Mastitis is an inflammation of breast tissue, which can both be painful and result in an infection.
It’s typical for breastfeeding women, but anyone can get mastitis.
What is mastitis?
Kala Shepherd, a certified nurse practitioner at Sanford Health in Chamberlain, South Dakota, said it’s important to tell the difference between an engorgement, when both breasts are full, and a clogged duct, when one breast is full.
“Engorgement can be when the breasts are full, or when you’re initially coming into your milk after having a baby, your breast can become engorged. If it’s not relieved, it can transition to a clogged duct in which milk is just sitting in the duct – which creates some inflammation,” she explained.
If engorgement is caught early, it’s more treatable and won’t require medication.
“Treatments would include expressing milk, massaging the breasts, taking things like ibuprofen and Tylenol, cool compresses can also help.
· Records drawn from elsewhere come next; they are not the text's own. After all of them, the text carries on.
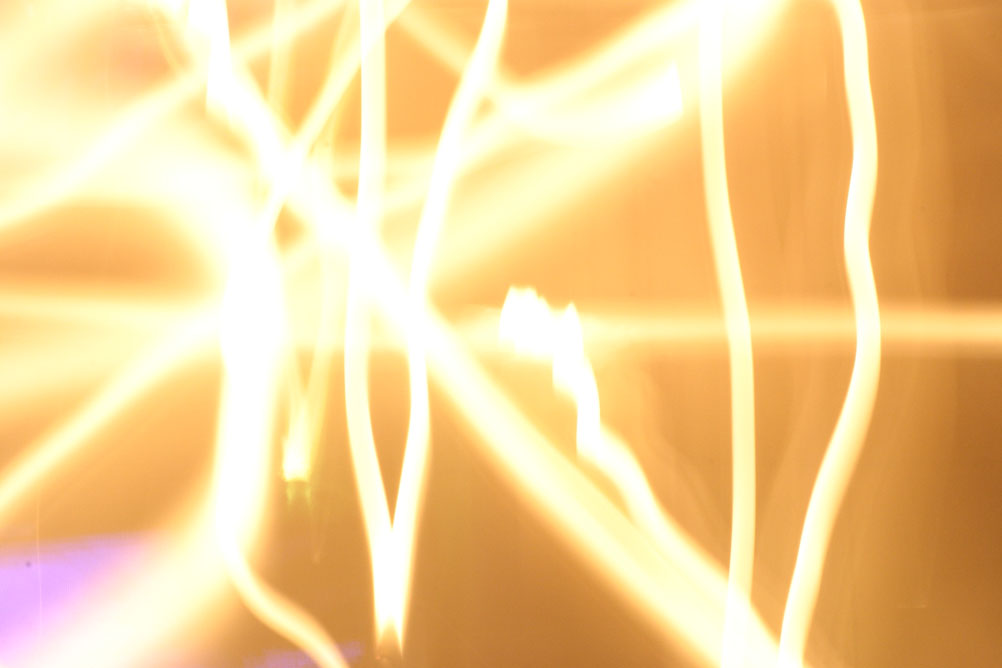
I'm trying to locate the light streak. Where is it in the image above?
[780,0,881,668]
[699,0,756,668]
[0,0,917,668]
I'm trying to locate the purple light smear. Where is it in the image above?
[0,534,152,659]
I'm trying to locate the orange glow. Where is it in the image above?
[0,0,1002,668]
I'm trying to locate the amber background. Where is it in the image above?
[0,0,1002,667]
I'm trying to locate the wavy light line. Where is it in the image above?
[780,0,881,668]
[699,0,756,668]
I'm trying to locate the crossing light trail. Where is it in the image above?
[0,0,961,668]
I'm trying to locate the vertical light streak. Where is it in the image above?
[780,0,881,668]
[699,0,756,668]
[345,0,399,640]
[188,0,345,668]
[393,0,508,640]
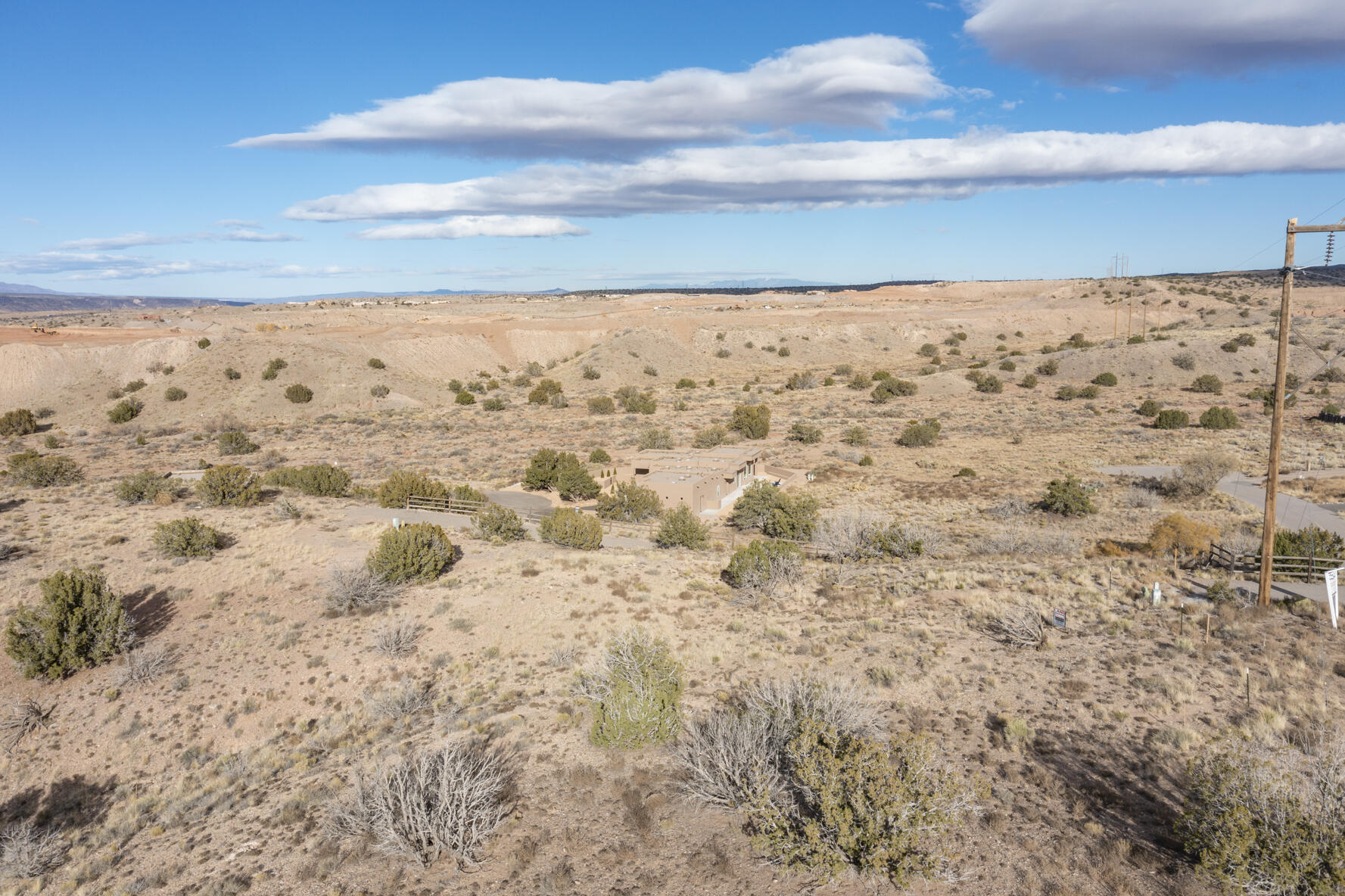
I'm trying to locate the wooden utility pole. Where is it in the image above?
[1248,218,1345,602]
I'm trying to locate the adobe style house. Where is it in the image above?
[618,445,764,514]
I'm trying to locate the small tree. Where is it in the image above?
[472,505,528,541]
[730,481,819,541]
[897,417,943,448]
[724,541,803,604]
[1040,476,1097,517]
[154,517,223,557]
[574,628,682,749]
[729,405,771,439]
[107,398,145,422]
[0,408,38,436]
[528,379,564,405]
[870,370,916,405]
[537,507,602,550]
[1154,408,1191,429]
[365,524,456,583]
[9,451,83,488]
[654,505,710,550]
[1191,374,1224,396]
[285,382,313,405]
[5,566,132,678]
[215,429,261,456]
[786,422,822,445]
[196,465,261,507]
[1200,405,1239,429]
[596,481,663,522]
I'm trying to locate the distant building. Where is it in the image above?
[618,445,769,514]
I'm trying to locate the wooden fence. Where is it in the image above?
[1205,545,1345,581]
“If it doesn’t resolve from that standpoint, that’s where we’re getting into more of the mastitis component – where there is actually an infection probably developing in one of those glands or milk ducts,” Shepherd said.
What causes mastitis?
Mastitis is most common in the first three months of breastfeeding and can affect any breastfeeding woman.
Shepherd said there is a risk of recurrence with mastitis.
“If you’ve had mastitis before, you’re certainly more at risk of having it again from either being incompletely treated, or maybe you’re an overabundant milk supplier. Those women tend to be at higher risk because they’re not often completely emptying,” she said.
Shepherd said other risk factors for mastitis include:
- Weaning (switching a baby from breastmilk to whole foods and drinks) too rapidly
- Not expressing the milk
- Ineffective latch which can crack the nipple, allowing bacteria to get in
- Not breastfeeding or pumping enough
Mastitis symptoms and treatment
Shepherd explained when a clogged duct has progressed to mastitis, you will generally know because you feel very ill.
“When a patient has done all the supportive measures, like pumping, feeding, taking ibuprofen/Tylenol, and she’s now sick, that’s the point when it’s time to seek care,” she said.
“Fever, chills, malaise, nausea sometimes. We’ve also seen where the breast starts to feel warm to the touch. It’s generally unilateral (in one breast). At that point is when a woman really knows it’s time to seek treatment.”
Your provider might prescribe antibiotics that are safe to take while breastfeeding. You also might see a lactation consultant because mastitis treatment includes changing breastfeeding positions and emptying the affected breast.
If you are nursing in the same position repeatedly, you may not be emptying out all of the ducts from different areas of the breast. Shepherd said rotating the baby’s position can be helpful, especially if you tend to produce more milk on one side.
“That’s one of the first things we recommend if someone has a clogged duct: Start feeding on that side to have a better chance of emptying when the suck is a little more aggressive. Pumping a little bit at the end of the feeding can also help make sure you’re really fully emptying,” she said.
If a patient with mastitis is not breastfeeding, Shepherd recommends using a pump to clear out the ducts.